In a move to streamline development workflows, Daniel Fritzgerald of GrafanaLabs has published a new open-source solution that links GitLab CI/CD events into Grafana’s observability stack via a serverless architecture. The integration enables teams to channel GitLab webhooks, such as pushes, merge requests, and pipeline completions, directly into Grafana Cloud Logs (built on Grafana Loki) for real-time visibility and correlation between deploy events and performance metrics.
The core challenge addressed is the fragmentation between source control, CI/CD tooling, and observability systems. Many teams struggle with disconnected dashboards: developers may check GitLab for pipeline status; operations review logs in Grafana; and neither view is tied directly to underlying metrics or deployments, causing slower incident response and manual correlation. The GitLab-Grafana integration closes that gap by funneling structured CI/CD events into a unified log stream, enabling teams to monitor pipeline health, deployment frequencies, and correlate changes with system metrics.
From a technical standpoint, the solution relies on a lightweight serverless function (such as an AWS Lambda) that receives GitLab webhooks via an API Gateway endpoint, formats the payload as structured logs, and ships them into Grafana Cloud Logs. Users can then use LogQL queries to analyze CI/CD activity by project, deployment success rates, or build times. Furthermore, these logs can be combined with application performance data in Grafana dashboards, for example, seeing error rates plotted alongside specific deploys or code changes.
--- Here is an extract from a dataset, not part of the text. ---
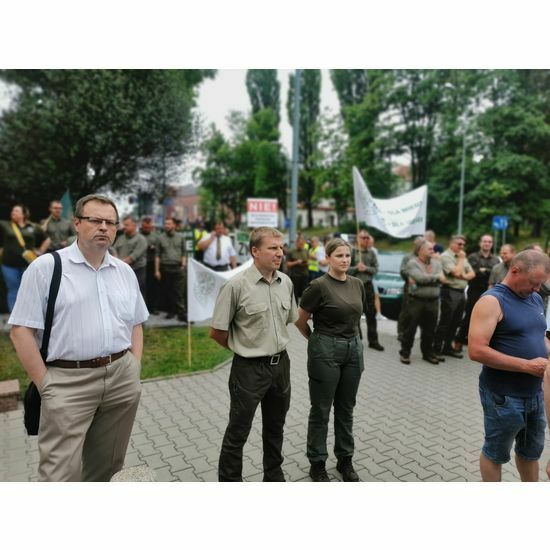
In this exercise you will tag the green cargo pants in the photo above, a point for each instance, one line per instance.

The introduction of this serverless observability pipeline effectively makes CI/CD telemetry first-class in monitoring platforms. Teams can now create alerts based on deployment trends (e.g., build failures, long pipeline times, reduced deployment cadence), visualize developer productivity and release velocity, and drive compliance or audit reporting on change-failure rates and deployment recovery times. Grafana notes that this style of integration reflects a broader shift toward unified visibility where code changes, metrics, logs, and traces operate as part of a single workflow.
For organizations seeking to adopt this model, compatible setups typically follow four steps: deploy the Lambda function with Grafana Cloud credentials, create an API endpoint for GitLab webhooks, configure GitLab to send events to that endpoint, and begin building dashboards in Grafana. With minimal code, reportedly around 69 lines of Python, teams can set up the integration in under 30 minutes, according to the blog post.
For those interested in this observability approach, here are some additional templates that can help achieve something similar and be utilized to showcase CI/CD observability, especially with GitLab + Prometheus:
GitLab CI Pipelines dashboard (ID: 10620): This dashboard visualizes metrics from GitLab’s CI pipelines, using Prometheus as a data source. It includes panels for pipeline durations, success/fail counts, jobs metrics, etc.
Dashboard JSON from GitLab CI Pipelines Exporter: The gitlab-ci-pipelines-exporter project provides an example dashboard JSON, which you can import or customize.
GitLab Self-managed Grafana Dashboards repo: GitLab maintains a repository of sample dashboards (for GitLab metrics) that include performance, CI metrics, etc.
GitLab Runner Dashboard (ID: 21662): This dashboard focuses on runner metrics, which can complement pipeline dashboards by showing the health, concurrency, and performance of runner infrastructure.
One Reddit user described how they consume CI/CD pipeline events or deployment webhooks and feed them into Grafana Logs panels. For instance, they published a webhook service, used a Grafana data-source plugin, and showed GitLab pipeline events in Grafana logs.
Overall, this integration marks an advance in linking development workflows with observability tooling. By treating CI/CD events as structured logs and making them queryable alongside metrics and traces, teams gain a more holistic view of their software delivery lifecycle – reducing the time to detect issues, improving incident response, and aligning developer actions with operational outcomes.